Brasil busca voltar ao patamar de cooperação que tinha com Pequim na área militar antes da pandemia, mas mantendo também as boas relações com o Ocidente
Marcelo Ninio
Pequim – O Itamaraty orientou as Forças Armadas a priorizarem a aproximação com os países do Brics — Rússia, Índia, China e África do Sul. Com isso em mente, o comandante do Exército, Tomás Paiva, passa esta semana na China em contato com o alto escalão militar do país asiático, que nos últimos anos ganhou projeção como uma potência também no setor de defesa. Num momento de crescente competição entre blocos rivais, com o Ocidente de um lado e a dupla China-Rússia de outro, a ideia é manter uma aproximação “pragmática” com Pequim, indicam fontes militares, mantendo também as boas relações com o Ocidente.
Não quer dizer um afastamento dos parceiros tradicionais do Ocidente. De acordo com um sistema de pontuação mantido no Exército, os EUA estão em primeiro lugar como o principal parceiro militar do Brasil, seguido de países como Argentina e França. A China está no terceiro escalão, junto com Alemanha e Espanha. Há um interesse, direcionado pelo governo federal, de incrementar a interação com os chineses.

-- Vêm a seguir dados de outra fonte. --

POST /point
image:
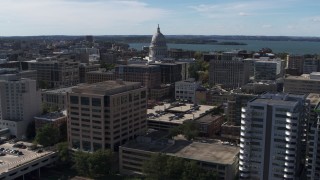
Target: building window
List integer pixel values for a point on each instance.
(85, 101)
(74, 100)
(96, 102)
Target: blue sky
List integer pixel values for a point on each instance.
(195, 17)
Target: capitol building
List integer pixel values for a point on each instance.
(158, 48)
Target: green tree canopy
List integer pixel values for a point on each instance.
(48, 135)
(64, 153)
(96, 164)
(161, 166)
(189, 129)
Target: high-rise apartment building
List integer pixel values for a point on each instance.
(271, 139)
(20, 101)
(105, 115)
(230, 74)
(313, 146)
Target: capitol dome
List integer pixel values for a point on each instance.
(158, 46)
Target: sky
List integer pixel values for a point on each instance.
(176, 17)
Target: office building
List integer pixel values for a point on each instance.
(230, 74)
(271, 140)
(224, 159)
(295, 62)
(105, 115)
(310, 65)
(186, 90)
(84, 68)
(148, 75)
(304, 84)
(55, 73)
(56, 99)
(268, 69)
(166, 116)
(20, 101)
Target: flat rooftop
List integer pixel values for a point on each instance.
(303, 77)
(106, 87)
(208, 118)
(9, 161)
(209, 152)
(178, 114)
(59, 91)
(51, 116)
(314, 98)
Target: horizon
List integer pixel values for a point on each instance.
(140, 17)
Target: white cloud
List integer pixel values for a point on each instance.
(243, 14)
(266, 26)
(76, 16)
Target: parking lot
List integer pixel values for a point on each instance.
(14, 155)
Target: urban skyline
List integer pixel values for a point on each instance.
(138, 17)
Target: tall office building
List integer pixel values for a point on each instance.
(230, 74)
(105, 115)
(296, 62)
(20, 101)
(313, 153)
(271, 139)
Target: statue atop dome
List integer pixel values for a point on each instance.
(158, 46)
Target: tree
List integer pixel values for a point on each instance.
(161, 166)
(48, 135)
(63, 132)
(100, 163)
(94, 165)
(81, 164)
(154, 168)
(63, 153)
(189, 129)
(31, 130)
(43, 84)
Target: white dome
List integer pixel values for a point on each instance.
(158, 46)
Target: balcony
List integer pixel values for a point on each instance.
(288, 176)
(288, 170)
(288, 139)
(289, 158)
(288, 126)
(244, 175)
(288, 120)
(290, 151)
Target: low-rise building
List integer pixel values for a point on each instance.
(212, 156)
(57, 119)
(166, 116)
(56, 99)
(186, 90)
(209, 125)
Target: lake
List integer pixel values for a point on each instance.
(291, 47)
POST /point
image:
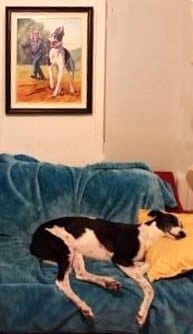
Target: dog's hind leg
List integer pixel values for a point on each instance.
(82, 274)
(51, 76)
(63, 283)
(136, 273)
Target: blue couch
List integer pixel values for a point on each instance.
(32, 192)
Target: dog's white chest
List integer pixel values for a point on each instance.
(87, 244)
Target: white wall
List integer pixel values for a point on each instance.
(65, 139)
(144, 55)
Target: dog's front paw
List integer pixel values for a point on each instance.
(141, 318)
(87, 311)
(113, 285)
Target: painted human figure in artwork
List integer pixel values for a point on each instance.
(36, 47)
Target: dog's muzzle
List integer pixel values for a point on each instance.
(179, 235)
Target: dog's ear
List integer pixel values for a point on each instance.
(155, 213)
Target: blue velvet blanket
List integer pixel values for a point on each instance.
(32, 192)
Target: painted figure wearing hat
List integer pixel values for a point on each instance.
(36, 47)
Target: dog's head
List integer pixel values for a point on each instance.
(168, 223)
(56, 37)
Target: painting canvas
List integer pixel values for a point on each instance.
(49, 59)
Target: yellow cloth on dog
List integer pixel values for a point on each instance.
(168, 257)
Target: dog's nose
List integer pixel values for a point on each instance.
(181, 235)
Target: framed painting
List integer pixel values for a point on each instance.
(49, 58)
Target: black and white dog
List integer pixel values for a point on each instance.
(60, 58)
(67, 240)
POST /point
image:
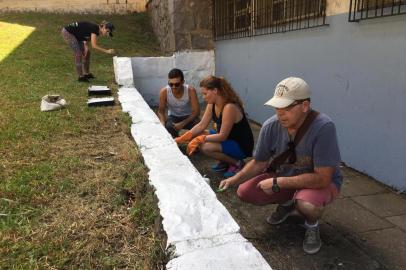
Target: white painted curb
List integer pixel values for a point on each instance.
(198, 226)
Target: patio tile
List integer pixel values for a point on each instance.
(388, 246)
(399, 221)
(383, 205)
(346, 215)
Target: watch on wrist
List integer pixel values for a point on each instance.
(275, 187)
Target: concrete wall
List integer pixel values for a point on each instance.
(85, 6)
(182, 24)
(357, 72)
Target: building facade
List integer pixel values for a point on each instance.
(182, 25)
(352, 54)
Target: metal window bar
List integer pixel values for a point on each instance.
(245, 18)
(369, 9)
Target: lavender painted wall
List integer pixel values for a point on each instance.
(357, 72)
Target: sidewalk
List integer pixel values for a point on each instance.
(365, 228)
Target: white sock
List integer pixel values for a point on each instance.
(307, 225)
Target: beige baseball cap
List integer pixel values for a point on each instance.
(288, 91)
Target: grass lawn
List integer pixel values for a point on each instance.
(74, 191)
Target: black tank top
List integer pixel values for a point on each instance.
(240, 132)
(82, 30)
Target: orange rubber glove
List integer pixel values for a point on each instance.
(184, 138)
(192, 146)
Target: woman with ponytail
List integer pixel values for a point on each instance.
(77, 35)
(232, 141)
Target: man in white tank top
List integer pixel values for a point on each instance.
(178, 104)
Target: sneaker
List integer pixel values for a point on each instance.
(312, 241)
(220, 166)
(89, 76)
(233, 169)
(83, 79)
(281, 214)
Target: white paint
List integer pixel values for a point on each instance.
(123, 71)
(98, 88)
(100, 100)
(151, 73)
(233, 255)
(198, 226)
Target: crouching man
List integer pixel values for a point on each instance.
(302, 175)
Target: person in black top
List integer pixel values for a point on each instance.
(233, 140)
(77, 35)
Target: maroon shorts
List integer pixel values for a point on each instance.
(249, 192)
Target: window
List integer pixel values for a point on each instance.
(242, 18)
(368, 9)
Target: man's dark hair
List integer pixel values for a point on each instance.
(176, 73)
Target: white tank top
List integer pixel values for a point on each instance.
(178, 106)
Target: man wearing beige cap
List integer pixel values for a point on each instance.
(304, 173)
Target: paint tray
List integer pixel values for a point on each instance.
(104, 101)
(98, 90)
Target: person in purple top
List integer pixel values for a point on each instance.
(306, 181)
(77, 35)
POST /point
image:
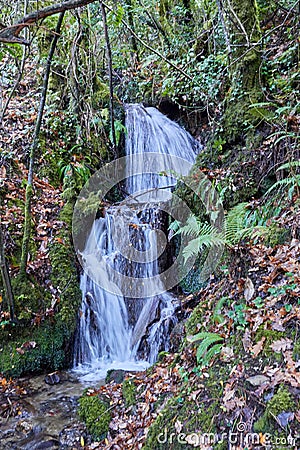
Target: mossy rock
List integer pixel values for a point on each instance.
(129, 392)
(29, 296)
(281, 402)
(26, 349)
(95, 413)
(64, 274)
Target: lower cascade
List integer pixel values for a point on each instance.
(127, 312)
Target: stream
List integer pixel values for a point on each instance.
(48, 418)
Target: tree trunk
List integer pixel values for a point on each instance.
(6, 278)
(242, 26)
(29, 187)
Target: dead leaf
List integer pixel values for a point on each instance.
(281, 345)
(248, 289)
(246, 340)
(257, 348)
(178, 426)
(257, 380)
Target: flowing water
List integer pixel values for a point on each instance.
(124, 324)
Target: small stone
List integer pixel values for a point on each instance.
(53, 378)
(115, 375)
(257, 380)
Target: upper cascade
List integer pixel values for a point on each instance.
(127, 312)
(150, 131)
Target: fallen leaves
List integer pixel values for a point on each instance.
(281, 345)
(257, 348)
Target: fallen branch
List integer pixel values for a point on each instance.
(11, 34)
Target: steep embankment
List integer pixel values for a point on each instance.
(240, 380)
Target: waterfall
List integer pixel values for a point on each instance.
(126, 327)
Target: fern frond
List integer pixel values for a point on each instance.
(288, 165)
(205, 359)
(210, 345)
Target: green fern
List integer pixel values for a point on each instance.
(210, 345)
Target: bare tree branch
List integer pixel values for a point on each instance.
(11, 34)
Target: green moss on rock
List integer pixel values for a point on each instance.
(129, 392)
(95, 413)
(281, 402)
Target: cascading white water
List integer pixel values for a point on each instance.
(126, 331)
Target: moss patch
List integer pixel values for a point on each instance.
(129, 392)
(281, 402)
(95, 413)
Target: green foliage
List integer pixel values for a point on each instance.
(282, 401)
(289, 184)
(208, 346)
(95, 413)
(239, 224)
(129, 392)
(237, 314)
(49, 353)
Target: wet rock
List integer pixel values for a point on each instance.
(45, 442)
(177, 337)
(115, 375)
(54, 378)
(25, 427)
(71, 437)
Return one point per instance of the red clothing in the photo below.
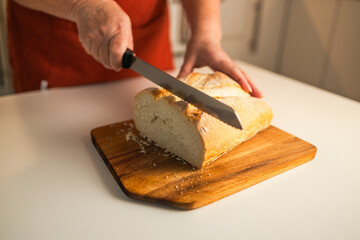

O Brasil busca voltar ao patamar de cooperação que tinha com a China na área militar antes da pandemia, reativando o programa de intercâmbio acadêmico. Em 2018 havia 14 militares brasileiros em Pequim estudando na Universidade de Defesa Nacional do Exército de Libertação Popular (ELP). Hoje são apenas três, dedicados a disciplinas ligadas a estratégia e administração. Para o comando militar brasileiro, aumentar esse número significa abrir ampliar uma janela de conhecimento para “conceitos novos”.
Há um evidente interesse da China e da Rússia em ampliar a cooperação dentro do Brics na área de defesa, mas não está claro no lado brasileiro como isso poderá ocorrer na prática, certamente nada próximo de uma aliança militar é possível hoje. Até porque, é difícil vislumbrar uma integração em bloco diante da relação difícil entre dois dos membros originais do grupo, China e Índia, que têm uma séria disputa de fronteira que está longe de ser resolvida. Fontes do Exército confirmaram que o Brasil participou como observador de exercícios navais realizados no ano passado por China, Rússia e África do Sul, justamente na semana em que a guerra da Ucrânia completava um ano.
A participação da África do Sul foi alvo de críticas do governo americano, que viu um sinal preocupante de que o país estaria se inclinando para a órbita sino-russa. Se o envolvimento do Brasil também pode ter gerado incômodo em Washington, não é algo que preocupa o comando do Exército brasileiro. Trata-se de uma decisão soberana, reiteram as fontes, assim como os EUA não perguntaram a ninguém quando resolveram estabelecer relações com a China de olho em seus interesses nos anos 1970, no auge da Guerra Fria.
Como parte de sua agenda em Pequim, o general Tomás Paiva encontrou-se com o comandante da força terrestre do ELP e com o ministro da Defesa da China. Nesta quinta ele irá à estatal Norinco, sem confirmação de que a visita tenha ligação com o suposto interesse da empresa chinesa de comprar parte da brasileira Avibras. A ida de Paiva seria parte de agenda semelhante a que o general costuma cumprir nos países que visita, como ocorreu no ano passado quando ele esteve na Índia. De acordo com fontes, no Exército a parceria com a indústria de defesa indiana é vista como promissora, dada a evolução da capacidade adquirida pelo país após precisar desenvolver o setor para diminuir a dependência da Rússia.
Em relação à indústria chinesa, um dos setores que estão no radar do Exército brasileiro é de drones, em que o país asiático tornou-se um dos fabricantes mais competitivos do mundo, superando os EUA. De acordo com o Instituto de Pesquisa da Paz de Estocolmo, que monitora a transferência de armamentos, a China entregou quase 300 veículos não tripulados para 17 países na última década, tornando-se o maior exportador desse tipo de equipamento no mundo.
Motivo de ansiedade em muitos países do Ocidente e também da vizinhança, o fortalecimento militar da China a cada ano é visto com naturalidade no alto comando do Exército brasileiro, que o considera consequência natural da ascensão do país asiático e do crescimento significativo de sua economia e papel geopolítico nos últimos anos.
Sobre o recente anúncio de que os EUA terão uma base naval no sul da Argentina, assim como os supostos indícios de atividade militar da China numa estação espacial no país, a posição da cúpula militar brasileira é clara: ambas são ruins, pois o continente sul-americano deveria evitar interferências externas, seja de que país for.